I have a server running VMware ESXi v4.1.0 348481. It has a hardware RAID10 and a SATA backup drive. I have a VM running which has it's primary boot vmdk on the RAID10 datastore, and a 600 GB vmdk on the SATA backup drive's datastore. The VM runs Debian linux with the FreeBSD kernel, and uses ZFS for the backup drive.

EDIT: The drive is not directly attached to the VM. It is used as a VMware Datastore, and the VM has a vmdk on the SATA drive's datastore. The datastore is not full (only 65% full)

I logged in to the server using SSH and found that last night backup was hung, and zfs list or zpool list both hung. So I opened the virtual console in ESXi and was sad to see:

This screenshot makes me sad

(da1:mpt0:0:1:0): READ(10). CDC: 28 0 19 97 3a 50 0 0 2d 0
(da1:mpt0:0:1:0): CAM status: SCSI Status Error
(da1:mpt0:0:1:0): SCSI status: Check Condition
(da1:mpt0:0:1:0): SCSI sense: MEDIUM ERROR info:4862ec asc:11,4 (Unrecovered read error - auto reallocate failed)
(da1:mpt0:0:1:0): READ(10). CDC: 28 0 19 97 3a 50 0 0 2d 0
(da1:mpt0:0:1:0): CAM status: SCSI Status Error
(da1:mpt0:0:1:0): SCSI status: Check Condition
(da1:mpt0:0:1:0): SCSI sense: MEDIUM ERROR info:4862ec asc:11,4 (Unrecovered read error - auto reallocate failed)

I tried to reboot the VM and I received a message that the system was going down for reboot, and then that hung. (^C appears but does not kill shutdown). I cannot interrupt or kill -9 the zpool list zfs list or rsync processes -- Nothing happens when I try.

  1. Does this ndicate the backup SATA drive is failing? Or could this just be an ESXi error?
  2. How in the vSphere client could I tell if the drive is failing? I didn't see any indication, everything under Hardware Health Status looks good, and I saw nothing under the Storage config.
  3. How should I proceed from here? Should I just hard reboot the VM?
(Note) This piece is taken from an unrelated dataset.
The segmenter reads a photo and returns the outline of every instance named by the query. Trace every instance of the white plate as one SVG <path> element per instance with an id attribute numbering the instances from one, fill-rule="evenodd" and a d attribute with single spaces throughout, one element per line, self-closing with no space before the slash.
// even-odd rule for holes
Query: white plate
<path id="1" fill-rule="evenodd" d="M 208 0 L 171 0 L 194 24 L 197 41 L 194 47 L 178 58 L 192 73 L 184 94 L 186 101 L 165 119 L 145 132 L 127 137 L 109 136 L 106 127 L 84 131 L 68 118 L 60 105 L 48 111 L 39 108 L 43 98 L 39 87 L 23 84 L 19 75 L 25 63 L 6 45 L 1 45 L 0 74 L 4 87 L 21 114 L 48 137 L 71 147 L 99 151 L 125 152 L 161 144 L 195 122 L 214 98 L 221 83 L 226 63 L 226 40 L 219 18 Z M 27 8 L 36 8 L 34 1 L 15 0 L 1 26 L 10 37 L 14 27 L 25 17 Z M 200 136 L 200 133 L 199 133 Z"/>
UPDATE: I just hard rebooted the VM. After it came back online, the backup zpool was online, however:

root@timestandstill:/home/jnet# zpool status -v
  pool: backup
 state: ONLINE
status: One or more devices has experienced an error resulting in data
        corruption.  Applications may be affected.
action: Restore the file in question if possible.  Otherwise restore the
        entire pool from backup.
   see: http://www.sun.com/msg/ZFS-8000-8A
 scrub: none requested
config:

        NAME        STATE     READ WRITE CKSUM
        backup      ONLINE       0     0     0
          da1       ONLINE       0     0     0


errors: Permanent errors have been detected in the following files:

        /backups/someserver/home/someuser/public_html/somedir/calendar/someuser/calendars/somefile.ics

I am leaning heavily towards replacing the drive...


Those errors do indeed indicate one of the SATA drives has encountered enough bad blocks to run out of block-reallocation space. That drive is bad, and needs to be replaced. I'm not sure where in the vSphere client that information is displayed, but the log entries are pretty clear.

If your hardware allows it, a hot-swap should be doable. Otherwise, you're going to have to shut everything down to perform the change-out. If that VM hasn't shut itself down after 30 minutes, it's time to just hard-terminate it. It's risky, but if it is truly hung there isn't much for it.